Earth Predators

by Joshua Karliner

Dollars and Sense magazine, July / August 1998


Transnational corporations are the dominant institutions of our time -far exceeding most governments in power and scope. Corporations are driving the process of economic globalization, creating a legal framework of treaties which institutionalizes their growing political and economic dominance over the planet, undermining democracy and ecological sustainability. Indeed, we are living in an era of what Ralph Nader calls corporate supremacy.

Consider the following: the combined revenues of just General Motors and Ford-the two largest automobile corporations in the world-exceed the combined Gross Domestic Product (GDP) for all of sub-Saharan Africa. Overall, 51 of the largest 100 economies in the world are corporations.

Described by the United Nations as "the productive core of the globalizing world economy," transnational corporations and their affiliates account for most of the world's industrial capacity, technological knowledge, and international financial transactions. They mine, refine, and distribute most of the world's oil, gasoline, diesel, and jet fuel. They build most of the world's oil, coal, gas, hydroelectric, and nuclear power plants. They extract most of the world's minerals from the ground. They manufacture and sell most of the world's automobiles, airplanes, communications satellites, computers, home electronics, chemicals, medicines, and biotechnology products. They harvest much of the world's wood and many of the world's agricultural crops, while processing and distributing much of its food. Seventy percent of world trade involves more than 40,000 transnationals, though only a few hundred giant corporations control the lion's share of this activity.
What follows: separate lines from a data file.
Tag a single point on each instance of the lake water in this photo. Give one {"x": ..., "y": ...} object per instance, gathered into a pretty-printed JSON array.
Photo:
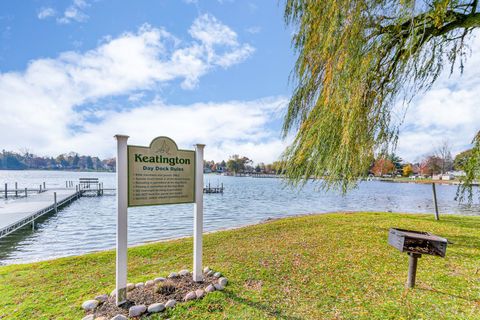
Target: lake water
[{"x": 88, "y": 224}]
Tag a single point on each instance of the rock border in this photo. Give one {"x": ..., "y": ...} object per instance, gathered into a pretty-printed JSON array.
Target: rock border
[{"x": 139, "y": 310}]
Given their penchant for dominating politics, economics, and technology, it is not surprising to find the big transnationals deeply involved in most of the world's serious environmental crises. And by promoting corporate expansion to all ends of the earth, the process of globalization is only deepening the crisis. for instance:

* The widening investment opportunities generated by international agreements such as GATT and NAFTA allow corporations to play investment-hungry countries off against one another, thus engendering a "race to the bottom" for environmental standards.

* Instead of reversing the use of fossil fuels in the first world, corporations are expanding the production of fossil-fuel burning automobiles across Asia and Latin America. This increases the carbon dioxide load in the atmosphere, thus potentially increasing the severity of global warming.
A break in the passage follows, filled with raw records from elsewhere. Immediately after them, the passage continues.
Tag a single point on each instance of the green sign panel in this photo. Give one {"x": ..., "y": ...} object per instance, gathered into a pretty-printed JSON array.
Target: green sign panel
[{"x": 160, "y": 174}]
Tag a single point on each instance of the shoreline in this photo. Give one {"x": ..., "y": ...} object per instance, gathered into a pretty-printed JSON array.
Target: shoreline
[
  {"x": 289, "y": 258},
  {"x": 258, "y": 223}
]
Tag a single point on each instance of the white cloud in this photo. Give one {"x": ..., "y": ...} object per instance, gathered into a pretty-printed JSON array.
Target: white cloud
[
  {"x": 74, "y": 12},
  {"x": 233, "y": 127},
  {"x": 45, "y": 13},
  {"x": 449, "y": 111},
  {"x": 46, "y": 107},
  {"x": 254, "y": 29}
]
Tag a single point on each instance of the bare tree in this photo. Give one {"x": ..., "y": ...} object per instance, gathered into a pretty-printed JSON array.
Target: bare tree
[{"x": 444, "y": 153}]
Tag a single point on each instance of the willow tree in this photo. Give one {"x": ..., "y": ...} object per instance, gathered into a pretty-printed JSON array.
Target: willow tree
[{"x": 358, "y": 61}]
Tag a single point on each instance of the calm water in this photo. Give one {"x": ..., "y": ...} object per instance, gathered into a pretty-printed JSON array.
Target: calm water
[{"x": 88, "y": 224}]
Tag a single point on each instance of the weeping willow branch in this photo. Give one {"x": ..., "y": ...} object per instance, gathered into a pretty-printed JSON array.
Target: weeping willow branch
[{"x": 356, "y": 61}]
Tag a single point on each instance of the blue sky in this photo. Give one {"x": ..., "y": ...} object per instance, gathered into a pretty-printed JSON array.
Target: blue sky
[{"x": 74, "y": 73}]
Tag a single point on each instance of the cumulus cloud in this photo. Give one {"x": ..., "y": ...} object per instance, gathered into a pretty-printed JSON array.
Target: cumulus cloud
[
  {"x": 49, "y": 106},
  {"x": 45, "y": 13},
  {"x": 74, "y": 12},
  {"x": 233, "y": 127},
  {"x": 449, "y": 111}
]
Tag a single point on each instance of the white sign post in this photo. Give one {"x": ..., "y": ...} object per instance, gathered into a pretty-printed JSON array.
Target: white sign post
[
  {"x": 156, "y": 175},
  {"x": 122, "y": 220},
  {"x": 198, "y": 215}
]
* The globalization of the chlorine industry is increasing the levels in the environment of persistent pollutants such as dioxin-responsible for birth defects, cancers, and endocrine disorders.

Globalization is a double-edged sword: As multinationals and liberalized treaties promote the expansion of environmentally hazardous activity around the world, this expansion undermines environmental controls on corporations here a home. So what were once viewed as local problems in any part of the planet, are increasingly becoming drawn into a global dynamic.
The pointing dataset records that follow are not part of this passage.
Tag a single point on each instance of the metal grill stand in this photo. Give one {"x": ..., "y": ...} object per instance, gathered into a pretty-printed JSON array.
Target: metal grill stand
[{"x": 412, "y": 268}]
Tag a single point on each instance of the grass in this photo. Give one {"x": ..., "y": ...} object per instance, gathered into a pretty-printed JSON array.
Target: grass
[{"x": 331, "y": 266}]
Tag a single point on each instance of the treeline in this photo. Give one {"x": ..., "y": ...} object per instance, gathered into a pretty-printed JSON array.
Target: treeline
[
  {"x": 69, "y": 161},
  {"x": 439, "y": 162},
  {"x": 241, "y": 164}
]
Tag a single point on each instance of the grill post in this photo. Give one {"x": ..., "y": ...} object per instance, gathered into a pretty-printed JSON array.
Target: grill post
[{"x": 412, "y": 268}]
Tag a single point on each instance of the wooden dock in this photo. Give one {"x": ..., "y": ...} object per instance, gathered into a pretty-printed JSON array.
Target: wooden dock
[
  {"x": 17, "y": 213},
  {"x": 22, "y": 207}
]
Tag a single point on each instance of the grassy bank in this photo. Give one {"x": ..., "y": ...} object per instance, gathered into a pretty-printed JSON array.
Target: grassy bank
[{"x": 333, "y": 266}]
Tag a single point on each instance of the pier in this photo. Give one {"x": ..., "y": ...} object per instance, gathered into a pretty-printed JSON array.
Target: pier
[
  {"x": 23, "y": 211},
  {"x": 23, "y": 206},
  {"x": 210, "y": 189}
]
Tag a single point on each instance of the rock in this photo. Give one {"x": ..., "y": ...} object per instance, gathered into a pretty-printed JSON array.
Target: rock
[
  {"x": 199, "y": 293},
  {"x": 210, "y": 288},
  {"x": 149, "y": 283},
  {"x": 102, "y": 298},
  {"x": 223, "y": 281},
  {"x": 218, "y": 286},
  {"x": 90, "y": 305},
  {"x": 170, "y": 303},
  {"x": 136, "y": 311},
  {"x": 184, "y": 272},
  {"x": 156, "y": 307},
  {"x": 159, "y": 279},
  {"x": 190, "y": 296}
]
The environmental movement emerged over the years in large part in response to corporate-generated problems. In many cases, environmentalists' tactics have reined in the worst abuses. For instance, corporations in the United States can no longer legally dump toxic waste into rivers, lakes, and oceans. In many other cases, environmentalists have failed; corporations now bum toxic waste in incinerators, releasing deadly dioxin.

In turn, corporations' response to the environmental movement is varied, cleaning up their act in certain instances, and picking up and exporting their destructive activity to the Third World in others. A company like Ford, prohibited from dumping its waste in a U.S. river, moves its operations to Mexico. And those corporate-created international trade and investment agreements undermine the tools environmentalists use to rein them in. A recent case in point: the World Trade Organization just overturned the U.S. ban on importing shrimp harvested in a way harmful to endangered sea turtles.

Given the global nature of the problem, global solutions are necessary. We can no longer afford merely to heed the old 1960s slogan, "think global, act local." Rather, the paradox and the challenge of our time is to develop ways of thinking and acting both locally and globally simultaneously. Similarly, environmentalists will not win the battle to save the environment on their own.

The good news is that a process of grassroots globalization is taking shape. It is an increasingly vibrant web of communities, social movements, labor unions, indigenous peoples, environmental groups, consumer activists, lawyers, artists, elected representatives, and many more who are working not only to demand, but to begin to define and build movements for social and environmental justice across borders, and across what often have been divisions amongst us.


Joshua Karliner is author of The Corporate Planet: Ecology and Politics in the Age of Globalization (Sierra Club Books, 1997J. He is director of TRAC-The Transnational Resource & Action Center and editorial coordinator of Corporate Watch ( in San Francisco.